Вечером, после вкусного чая в кассовой будке, женщины остались одни, как они сказали, помыться и постирать, мы же распрощались и ушли в сарай. Спать мы собирались на чудом уцелевших от набегов искателей топлива широких багажных полках. Пока старшие сидели на лавках вокруг ящика, на котором стоял принесенный из будки чай, Паша и я прилегли, чтоб не навязывать свое общество.
Листер и Толмачев продолжали начатый разговор.
— Как же вы смотрите на революцию, Владимир Николаевич? — спросил Листер.
— А никак, — ответил Толмачев, — она меня мало касается.
Листер молча посмотрел на Толмачева. Тот понял, что это был вопрос, и пояснил:
— Видите ли, что мужички поотбирали землю и поделили имения, никак меня не затрагивает, так как у меня никакой земли не было. Что же касается той области, которой я занимаюсь, то для нее, в конце концов, безразлично, что происходит на белом свете. Мы едем в Туркестан искать следы поселений более чем двухтысячелетней давности, основанных еще в эпоху Александра Великого; они погребены под мощными слоями песка, речных отложений, каменных осыпей, лёсса и нисколько не меняются оттого, что происходит на земле; даже наоборот, чем больше бурь, возмущений и катаклизмов наверху, тем более неизменными остаются, погребения, так как глубже уходят под землю; так же, как на морское дно не влияет, происходит буря на поверхности или нет. И потом, — продолжал Толмачев, — нельзя себя заставить определить свое отношение ко всему на свете. Вот, скажем, разразится гроза и вы спросите меня, как я к ней отношусь. Я не сумею вам ответить, плохо или хорошо, рад или не рад. Гроза есть гроза.

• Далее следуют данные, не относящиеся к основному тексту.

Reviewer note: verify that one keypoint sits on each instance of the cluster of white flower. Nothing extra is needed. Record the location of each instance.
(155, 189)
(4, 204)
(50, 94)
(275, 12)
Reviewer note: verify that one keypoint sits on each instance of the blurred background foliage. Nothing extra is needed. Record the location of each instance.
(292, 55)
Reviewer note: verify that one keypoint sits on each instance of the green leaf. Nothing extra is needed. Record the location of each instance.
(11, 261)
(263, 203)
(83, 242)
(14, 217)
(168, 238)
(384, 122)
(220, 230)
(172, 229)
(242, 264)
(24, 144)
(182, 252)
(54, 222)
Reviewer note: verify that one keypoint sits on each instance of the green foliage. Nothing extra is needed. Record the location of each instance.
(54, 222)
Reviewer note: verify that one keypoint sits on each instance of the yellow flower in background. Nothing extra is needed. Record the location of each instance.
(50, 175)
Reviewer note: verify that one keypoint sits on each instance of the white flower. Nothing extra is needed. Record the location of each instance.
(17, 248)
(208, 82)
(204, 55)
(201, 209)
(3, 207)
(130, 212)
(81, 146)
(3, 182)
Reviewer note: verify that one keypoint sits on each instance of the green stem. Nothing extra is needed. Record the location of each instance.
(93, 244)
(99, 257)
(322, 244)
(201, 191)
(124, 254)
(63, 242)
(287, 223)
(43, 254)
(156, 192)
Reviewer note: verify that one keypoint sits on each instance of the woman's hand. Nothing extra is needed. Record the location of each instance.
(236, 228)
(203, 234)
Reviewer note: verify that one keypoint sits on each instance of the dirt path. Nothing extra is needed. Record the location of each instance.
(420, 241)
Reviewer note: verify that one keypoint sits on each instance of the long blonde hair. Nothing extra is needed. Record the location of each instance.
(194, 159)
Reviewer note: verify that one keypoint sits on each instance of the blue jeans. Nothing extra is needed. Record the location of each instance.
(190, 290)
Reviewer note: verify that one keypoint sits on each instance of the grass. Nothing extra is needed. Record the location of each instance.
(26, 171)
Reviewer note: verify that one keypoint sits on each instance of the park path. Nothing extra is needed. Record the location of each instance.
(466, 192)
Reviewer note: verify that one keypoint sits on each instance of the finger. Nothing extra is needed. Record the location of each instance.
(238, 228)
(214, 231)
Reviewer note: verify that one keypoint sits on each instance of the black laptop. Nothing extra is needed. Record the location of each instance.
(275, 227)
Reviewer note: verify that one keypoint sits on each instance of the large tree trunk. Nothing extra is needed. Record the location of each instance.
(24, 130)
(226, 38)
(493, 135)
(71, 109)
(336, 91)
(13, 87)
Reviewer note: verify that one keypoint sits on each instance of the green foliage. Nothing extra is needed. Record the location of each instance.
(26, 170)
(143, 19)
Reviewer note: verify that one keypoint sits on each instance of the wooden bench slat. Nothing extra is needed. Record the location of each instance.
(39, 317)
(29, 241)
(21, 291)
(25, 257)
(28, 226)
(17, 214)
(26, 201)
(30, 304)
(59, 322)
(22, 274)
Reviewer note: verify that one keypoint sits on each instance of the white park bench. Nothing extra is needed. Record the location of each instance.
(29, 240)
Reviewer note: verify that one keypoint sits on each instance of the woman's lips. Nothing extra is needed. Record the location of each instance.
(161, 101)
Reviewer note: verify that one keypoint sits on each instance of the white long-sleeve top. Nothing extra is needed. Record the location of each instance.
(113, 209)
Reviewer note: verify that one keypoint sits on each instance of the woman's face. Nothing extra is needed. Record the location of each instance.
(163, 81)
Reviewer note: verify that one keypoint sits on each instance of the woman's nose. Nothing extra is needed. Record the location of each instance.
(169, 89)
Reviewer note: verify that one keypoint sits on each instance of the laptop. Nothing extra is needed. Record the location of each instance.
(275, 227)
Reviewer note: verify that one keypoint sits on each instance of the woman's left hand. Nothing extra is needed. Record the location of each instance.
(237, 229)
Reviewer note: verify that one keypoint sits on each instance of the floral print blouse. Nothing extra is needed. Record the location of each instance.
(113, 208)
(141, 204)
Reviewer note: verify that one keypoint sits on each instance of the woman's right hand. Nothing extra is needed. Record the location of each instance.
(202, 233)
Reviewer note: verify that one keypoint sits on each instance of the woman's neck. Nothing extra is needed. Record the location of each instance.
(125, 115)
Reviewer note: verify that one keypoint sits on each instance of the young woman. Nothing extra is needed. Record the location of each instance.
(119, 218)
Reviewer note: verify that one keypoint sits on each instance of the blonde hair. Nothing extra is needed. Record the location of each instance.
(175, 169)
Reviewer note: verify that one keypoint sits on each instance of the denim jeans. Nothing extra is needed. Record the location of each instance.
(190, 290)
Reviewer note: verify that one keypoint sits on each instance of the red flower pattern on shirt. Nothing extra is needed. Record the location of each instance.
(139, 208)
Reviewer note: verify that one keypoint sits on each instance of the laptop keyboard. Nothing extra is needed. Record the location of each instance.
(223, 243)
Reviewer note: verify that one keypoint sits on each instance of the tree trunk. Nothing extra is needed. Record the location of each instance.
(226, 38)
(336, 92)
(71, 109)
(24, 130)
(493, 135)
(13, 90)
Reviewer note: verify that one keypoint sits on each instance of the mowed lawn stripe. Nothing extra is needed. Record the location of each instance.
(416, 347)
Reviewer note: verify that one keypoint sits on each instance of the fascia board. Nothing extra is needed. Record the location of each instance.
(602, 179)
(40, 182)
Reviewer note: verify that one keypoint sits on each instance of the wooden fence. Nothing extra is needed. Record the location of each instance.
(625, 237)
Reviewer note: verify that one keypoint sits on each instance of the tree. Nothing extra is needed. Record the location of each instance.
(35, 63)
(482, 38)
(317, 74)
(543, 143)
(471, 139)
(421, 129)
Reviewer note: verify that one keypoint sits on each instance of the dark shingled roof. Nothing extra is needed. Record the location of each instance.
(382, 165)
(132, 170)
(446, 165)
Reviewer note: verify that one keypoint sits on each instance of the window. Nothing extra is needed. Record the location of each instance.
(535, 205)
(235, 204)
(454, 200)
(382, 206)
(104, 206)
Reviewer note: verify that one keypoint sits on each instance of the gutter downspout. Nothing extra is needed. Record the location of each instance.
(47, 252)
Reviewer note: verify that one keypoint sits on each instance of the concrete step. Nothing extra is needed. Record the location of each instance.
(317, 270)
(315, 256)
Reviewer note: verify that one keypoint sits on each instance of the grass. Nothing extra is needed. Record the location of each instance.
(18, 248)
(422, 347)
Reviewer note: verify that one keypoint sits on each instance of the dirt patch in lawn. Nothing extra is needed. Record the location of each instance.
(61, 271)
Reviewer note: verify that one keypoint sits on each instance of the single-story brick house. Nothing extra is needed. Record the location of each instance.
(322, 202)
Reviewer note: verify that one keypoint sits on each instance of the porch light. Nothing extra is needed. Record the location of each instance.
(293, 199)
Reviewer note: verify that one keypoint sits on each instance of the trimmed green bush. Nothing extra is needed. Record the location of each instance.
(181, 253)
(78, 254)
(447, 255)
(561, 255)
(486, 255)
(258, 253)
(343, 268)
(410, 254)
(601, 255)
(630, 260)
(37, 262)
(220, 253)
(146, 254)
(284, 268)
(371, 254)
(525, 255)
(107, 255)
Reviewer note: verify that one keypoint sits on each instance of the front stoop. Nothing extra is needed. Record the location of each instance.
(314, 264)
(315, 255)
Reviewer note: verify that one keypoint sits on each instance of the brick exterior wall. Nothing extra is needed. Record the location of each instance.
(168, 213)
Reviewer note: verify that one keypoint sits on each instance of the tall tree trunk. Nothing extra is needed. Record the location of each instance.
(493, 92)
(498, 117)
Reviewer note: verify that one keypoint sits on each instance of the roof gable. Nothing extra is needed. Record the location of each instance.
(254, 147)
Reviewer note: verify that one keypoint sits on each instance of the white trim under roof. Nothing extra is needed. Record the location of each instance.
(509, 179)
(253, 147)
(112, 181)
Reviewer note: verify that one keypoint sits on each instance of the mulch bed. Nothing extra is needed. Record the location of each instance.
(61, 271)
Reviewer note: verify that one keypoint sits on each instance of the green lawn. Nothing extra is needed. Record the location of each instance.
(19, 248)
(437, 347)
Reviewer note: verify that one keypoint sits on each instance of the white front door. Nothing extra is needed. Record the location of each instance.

— Да, гроза есть гроза, — задумчиво подтвердил Листер.
— Но вы простите, Эспер Константинович, — продолжал Толмачев, — поскольку мы едем вместе, скажите: вы тоже из нашей братии археологов, хотя, признаюсь, я вашей фамилии не слыхивал?
— Нет, я солдат, — ответил Листер просто.
— Что же, участвовали в войне?
— Да, еще в японской.
— Артиллерист?
— Почему вы так думаете?
— Так мне показалось. Впрочем, прошу прощения, я, кажется, низко взял. Генерального штаба?
— Нет, — рассмеялся Листер, — вы угадали первый раз. Как раз артиллерист.
— Михайловского?
— Нет, Константиновского. Даже был фельдфебелем роты в училище.
Толмачев вздохнул:
— У меня двое сыновей легли, один еще в Восточной Пруссии, он был Михайловского, а другой — в Галиции. Вот мы с Александрой Ивановной и остались одни.
Листер промолчал.
Воцарилась пауза, такая грустная и такая знакомая в те годы, когда все считали ушедших.
— Ну, а вы как живете с большевиками? — прервал молчание Толмачев.
— Живу.
— Ведь вы кадровый?
— Кадровый.
— Ну и как?
— Да, как вы сказали: гроза есть гроза!
— Теперь это уже вы говорите, — улыбнулся Толмачев.
— Да ведь, в конце концов, — продолжал Листер, — отечество одно, народ один, служба одна, в основном ничего не меняется. Люди как деревья: если корни уходят достаточно глубоко, дерево переживет все бури.